The Spanish National Research Council (CSIC) as coordinator of the DEEP-Hybrid-DataCloud project has organized together with the eXtreme-DataCloud project the “New challenges in Data Science” workshop, in the context of the Advanced Summer Courses offered by the prestigious Universidad Internacional Menendez Pelayo (UIMP). This workshop took place from June 18th to 22nd in Santander, at the Palacio de la Magdalena UIMP venue, with the participation of more than 20 experts and students from all around Europe.
The objective of the course was to review and discuss the current research trends and European initiatives regarding the infrastructure support to compute intensive data analytics techniques over massive amounts of data, making special emphasis on Deep Learning, over High Performance Computing (HPC) and hybrid Cloud Platforms.
The first half of the course started with an introductory session by Fernando Aguilar (CSIC), entitled “Understanding Researchers Requirements: a Data Science perspective”, serving to frame the discussion that took place over the next two days, where Scientists from the Italian National Institute for Nuclear Physics (INFN), the German Electron Synchrotron (DESY), the Annecy-le-Vieux Particle Physics Laboratory (LAPP, France), the CSIC and the European Clinical Research Infrastructure Network (ECRIN) analized and studied different use cases in different areas (such a Astrophysics and Particle Physics, Bioinformatics and Biodiversity) with the objective of understanding the present and future challenges that are to be tackled in these scientific areas over the next years. This first part of the course finalized by a joint wrap up and conlussions session by Daniele Cesini and Alessandro Costantiti both from INFN, project coordinators of the eXtreme-DataCloud project.
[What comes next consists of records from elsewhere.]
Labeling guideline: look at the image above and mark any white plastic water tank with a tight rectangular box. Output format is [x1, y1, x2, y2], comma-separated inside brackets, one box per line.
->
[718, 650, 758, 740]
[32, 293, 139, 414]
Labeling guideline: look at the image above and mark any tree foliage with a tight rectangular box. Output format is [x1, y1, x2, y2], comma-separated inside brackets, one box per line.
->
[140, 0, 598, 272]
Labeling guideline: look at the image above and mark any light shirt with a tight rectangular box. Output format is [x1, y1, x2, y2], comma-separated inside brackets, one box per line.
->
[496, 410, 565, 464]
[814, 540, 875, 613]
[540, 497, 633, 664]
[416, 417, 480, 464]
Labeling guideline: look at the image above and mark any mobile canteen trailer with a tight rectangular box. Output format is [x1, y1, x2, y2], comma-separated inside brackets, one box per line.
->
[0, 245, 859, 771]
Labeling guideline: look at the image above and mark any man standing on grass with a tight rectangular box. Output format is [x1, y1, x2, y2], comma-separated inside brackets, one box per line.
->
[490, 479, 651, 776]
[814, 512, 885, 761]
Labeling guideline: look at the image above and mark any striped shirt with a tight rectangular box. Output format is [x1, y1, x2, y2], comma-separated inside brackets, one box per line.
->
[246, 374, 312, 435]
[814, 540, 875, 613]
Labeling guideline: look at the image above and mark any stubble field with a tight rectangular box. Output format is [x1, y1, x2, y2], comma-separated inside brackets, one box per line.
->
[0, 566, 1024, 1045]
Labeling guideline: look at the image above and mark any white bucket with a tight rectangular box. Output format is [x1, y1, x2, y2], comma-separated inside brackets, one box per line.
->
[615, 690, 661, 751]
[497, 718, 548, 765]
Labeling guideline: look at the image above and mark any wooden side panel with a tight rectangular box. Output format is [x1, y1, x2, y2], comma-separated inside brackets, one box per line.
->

Wednesday 20th started with an introduction to the European Open Science Cloud (EOSC) done by Isabel Campos Plasencia (CSIC, member of the European High Level Expert Group for the EOSC), followed by a presentation from Giacinto Donvito (INFN ) about the EOSC-hub (an EU project implementing a service hub for the EOSC) catalogue of services and rules of engagement. The morning session concluded with Pablo Orviz from CSIC, presenting the software quality procedures and trends in the EOSC.
The last part of the course started on Wednesday afternoon and was focused on the description of practical deployments and implementations of the tools required to perform the aforementioned massive data processing on top of cloud infrastructures. Wolfgang zu Castell, from the Helmholtz Zentrum Muenchen, put the focus on the current deep learning techniques, and what are the missing gaps in current e-Infrastructures to be effectively exploited.
Tuesday 21st started with the DEEP-Hybrid-DataCloud approach to deploy advanced services over hybrid clouds. Firstly, the project architecture was described and demonstrated by Álvaro Lopez (CSIC, project co-coordinator), followed by Andy S. Alic (Universitat Politècnica de València, UPV) describing how complex applications and services can be graphically composed in order to be deployed over hybrid clouds. The day finalized with an overview of the High Performance Computing panorama and how to effectively exploit these services by using adavanced computing techniques, such as containerization, a session held by Jorge Gomes from the Portuguese Laboratory of Instrumentation and Experimental Particle Physics (LIP).
The workshop concluded on Friday with two general sessions. First of all a debate around data science ethics, guided by Steve Canham from ECRIN, took place. Participants raised interesting questions about ethical questions regarding data, data science, privacy and security. The final wrap up and conclusion session was in charge of Jesús Marco, coordinator of the DEEP-Hybrid-DataCloud project and Director of the course, setting the basis for future work in the data science area. The official closing ceremony of the event was done by Miguel Ángel Casermeiro, General Secreatary of the UIMP.